Leading with ideas

STAGECRAFT: THE FUTURE OF INNOVATION 

By Andy Boynton, John and Linda Powers Family Dean

This fall has brought scenes of airboat water rescues and pop-up hospitals—illustrating not only the suffering caused by this season's hurricanes but also the pivotal roles played by first responders. Their work will be evolving rapidly as new technologies—for example, driverless ambulances—surface in the coming decade. What does all that have to do with management in general, not to mention higher education? A lot, as I suggested recently in an article for Harvard Business Review.

Like many other lines of work, emergency response is ripe for innovation. And real innovation doesn’t happen without plenty of experimentation—or stagecraft, as I like to describe a particular way of experimenting. It’s an elaborate way that has all the bells and whistles of the product or service you’re trying to develop—or appears to.

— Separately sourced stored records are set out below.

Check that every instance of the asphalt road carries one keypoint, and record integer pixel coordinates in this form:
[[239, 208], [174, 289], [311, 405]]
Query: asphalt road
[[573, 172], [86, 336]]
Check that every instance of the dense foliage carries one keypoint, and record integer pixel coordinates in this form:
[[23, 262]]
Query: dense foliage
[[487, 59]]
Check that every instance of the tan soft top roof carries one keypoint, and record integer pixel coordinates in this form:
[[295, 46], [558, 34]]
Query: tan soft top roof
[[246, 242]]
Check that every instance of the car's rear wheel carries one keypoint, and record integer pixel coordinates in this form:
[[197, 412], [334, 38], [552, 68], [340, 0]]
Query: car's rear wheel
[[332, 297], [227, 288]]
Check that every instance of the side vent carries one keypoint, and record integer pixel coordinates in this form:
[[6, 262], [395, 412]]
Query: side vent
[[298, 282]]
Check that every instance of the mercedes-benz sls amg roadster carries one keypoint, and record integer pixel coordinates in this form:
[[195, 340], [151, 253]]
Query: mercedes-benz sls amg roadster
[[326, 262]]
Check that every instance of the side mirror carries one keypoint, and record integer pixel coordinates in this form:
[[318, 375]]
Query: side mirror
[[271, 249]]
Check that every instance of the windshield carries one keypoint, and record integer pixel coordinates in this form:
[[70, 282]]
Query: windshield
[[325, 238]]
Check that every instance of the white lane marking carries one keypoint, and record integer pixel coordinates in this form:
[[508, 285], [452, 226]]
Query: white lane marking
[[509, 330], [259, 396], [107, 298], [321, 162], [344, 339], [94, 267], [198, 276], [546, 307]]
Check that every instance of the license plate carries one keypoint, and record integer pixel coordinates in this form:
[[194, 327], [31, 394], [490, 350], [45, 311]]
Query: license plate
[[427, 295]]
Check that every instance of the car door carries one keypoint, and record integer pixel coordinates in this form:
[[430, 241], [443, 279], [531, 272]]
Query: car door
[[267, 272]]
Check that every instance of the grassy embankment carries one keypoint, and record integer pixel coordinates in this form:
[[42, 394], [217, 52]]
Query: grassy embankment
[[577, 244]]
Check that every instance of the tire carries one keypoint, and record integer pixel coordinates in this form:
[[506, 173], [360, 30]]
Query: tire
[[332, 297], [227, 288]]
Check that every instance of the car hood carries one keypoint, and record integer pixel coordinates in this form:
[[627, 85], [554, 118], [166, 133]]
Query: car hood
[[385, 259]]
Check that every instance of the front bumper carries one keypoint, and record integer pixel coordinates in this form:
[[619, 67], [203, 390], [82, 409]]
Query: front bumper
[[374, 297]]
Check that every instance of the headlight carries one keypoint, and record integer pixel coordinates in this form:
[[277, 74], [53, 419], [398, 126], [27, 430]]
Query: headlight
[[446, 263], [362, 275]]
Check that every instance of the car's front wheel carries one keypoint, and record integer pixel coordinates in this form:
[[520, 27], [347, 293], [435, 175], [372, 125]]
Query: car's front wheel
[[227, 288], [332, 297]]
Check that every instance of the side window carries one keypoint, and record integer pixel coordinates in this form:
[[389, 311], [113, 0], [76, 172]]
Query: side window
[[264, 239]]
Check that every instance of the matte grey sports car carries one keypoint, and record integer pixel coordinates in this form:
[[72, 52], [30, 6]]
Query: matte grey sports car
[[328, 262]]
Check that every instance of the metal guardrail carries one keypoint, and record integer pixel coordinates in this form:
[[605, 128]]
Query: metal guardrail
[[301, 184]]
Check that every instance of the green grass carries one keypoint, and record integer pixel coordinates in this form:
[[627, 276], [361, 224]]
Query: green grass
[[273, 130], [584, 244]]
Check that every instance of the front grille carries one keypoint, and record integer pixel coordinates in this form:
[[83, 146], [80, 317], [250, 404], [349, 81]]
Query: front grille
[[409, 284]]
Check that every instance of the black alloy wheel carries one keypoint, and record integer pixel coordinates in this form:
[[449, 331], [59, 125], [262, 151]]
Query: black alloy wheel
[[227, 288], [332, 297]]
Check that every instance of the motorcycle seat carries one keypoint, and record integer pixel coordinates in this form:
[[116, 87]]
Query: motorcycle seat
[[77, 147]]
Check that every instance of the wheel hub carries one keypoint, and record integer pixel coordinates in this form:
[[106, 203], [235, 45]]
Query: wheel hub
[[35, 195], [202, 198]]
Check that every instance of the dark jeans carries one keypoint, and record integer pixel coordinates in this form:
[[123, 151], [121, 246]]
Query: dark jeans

I’ve learned about the future of EMT work from a project undertaken by Continuum Innovation, a design firm that I’ve collaborated with for some years. The firm practices “deep learning”—observing customers in action to identify unmet needs. Continuum famously used the concept to learn things about floor care that led to the Swiffer mop for Procter & Gamble. Fun fact: in recent years, Continuum also played an important role in revitalizing Boston College’s Core Curriculum. The consultants helped our Core Renewal Team use design principles such as empathetic listening, attention to narrative, and prototyping.

The EMT project was sponsored by the U.S. Department of Homeland Security’s Science and Technology Directorate. Two years ago, the agency was looking ahead to technologies that might alter emergency response work 10 years down the road—innovations such as driverless ambulances. Officials needed to begin designing gear and devices (such as data screens on the windows of those driverless vehicles) in anticipation of the future.

That’s a job for stagecraft—faking a new product or service to get real-life reactions from users early in the development process. Designers used stagecraft to gather very early learning about how new technologies could be used in equipment for first responders. You can’t do that kind of staging in an actual emergency like a Category 4 storm or a 10-alarm fire. But you can ride around with EMTs to see things from their vantage point and then test new ideas in a staged emergency.

At its Boston headquarters, Continuum brought together real ambulance technicians who replicated a fake emergency—with a self-driving ambulance, data displays on a portion of the windshield, vital signs flashed on a cuff wrapped around an EMT’s wrist, and other simulations. The driverless van was a mockup with a foam-core dashboard. The crash victim was a dummy. And behind a two-way mirror, a software engineer pounded furiously on a keyboard, entering blood pressure and other vitals displayed on the EMT’s wrist cuff.

The purpose of stagecraft is to yield critical insights you might not otherwise discover until late in the process of developing a complex product or service. It keeps you from going too far down a wrong path. And that helped Homeland Security.

Among many other things, the designers learned that paramedics usually do not wear the bulky bulletproof vests they are given to protect against attacks on them. That’s because there’s no time to put them on in an emergency, and they don’t like wearing the awkward gear during their non-emergency hours.

So the EMTs were asked to try on ordinary paintball vests—a crude prototype ordered through Amazon via two-day mail—which they were able to picture wearing all day. That simple exercise made it possible for the design team to envision a vest made of extremely lightweight fabric strong enough to repel bullets (material on the horizon). It was but one insight in a much larger project.

You could draw links between that project and the way we, at the University, went about renewing our Core Curriculum.

Continuum helped choreograph much-needed conversations among faculty, students, and administrators; these included a yearlong series of town-hall-style meetings on the future of Boston College’s Core. Then came the pilots—new courses, collaboratively taught with an interdisciplinary focus on either urgent problems in the world or perennial questions about the human condition. We saw what worked and what didn’t, and we kept bringing in new pilot courses. In short, we created a stage for our innovation, testing our ideas with a view to learning more about them and continuing this experiment in contemporary liberal arts learning.

At the Carroll School, we draw on these and other elements of stagecraft all the time. In this fashion, we’ve developed all of the signature Carroll School offerings introduced in the past decade. Among these: the required multidisciplinary Portico course for first-year students; our expanding focus on business analytics; the Summer Catalyst program for non-management liberal arts majors; and an interdisciplinary program sponsored jointly by us and Boston College’s Morrissey College of Arts and Sciences—Social Impact.

With stagecraft, failure has to be an option. It’s not much of an experiment if you can’t fail. I think of Jeff Bezos’s comment that Amazon is “the best place in the world to fail,” which I wrote about last year in one of our alumni e-letters. In that spirit, I like to think of the Carroll School as a great place to fail early so as to succeed sooner through experimentation.

Stagecraft makes it possible to test the entire customer experience, without pouring too many resources into an unproven idea. It allows managers and executives to think more ambitiously about major innovations. One day soon, that will undoubtedly include driverless hover ambulances that swoop in on flooded neighborhoods—and other innovations courtesy of stagecraft.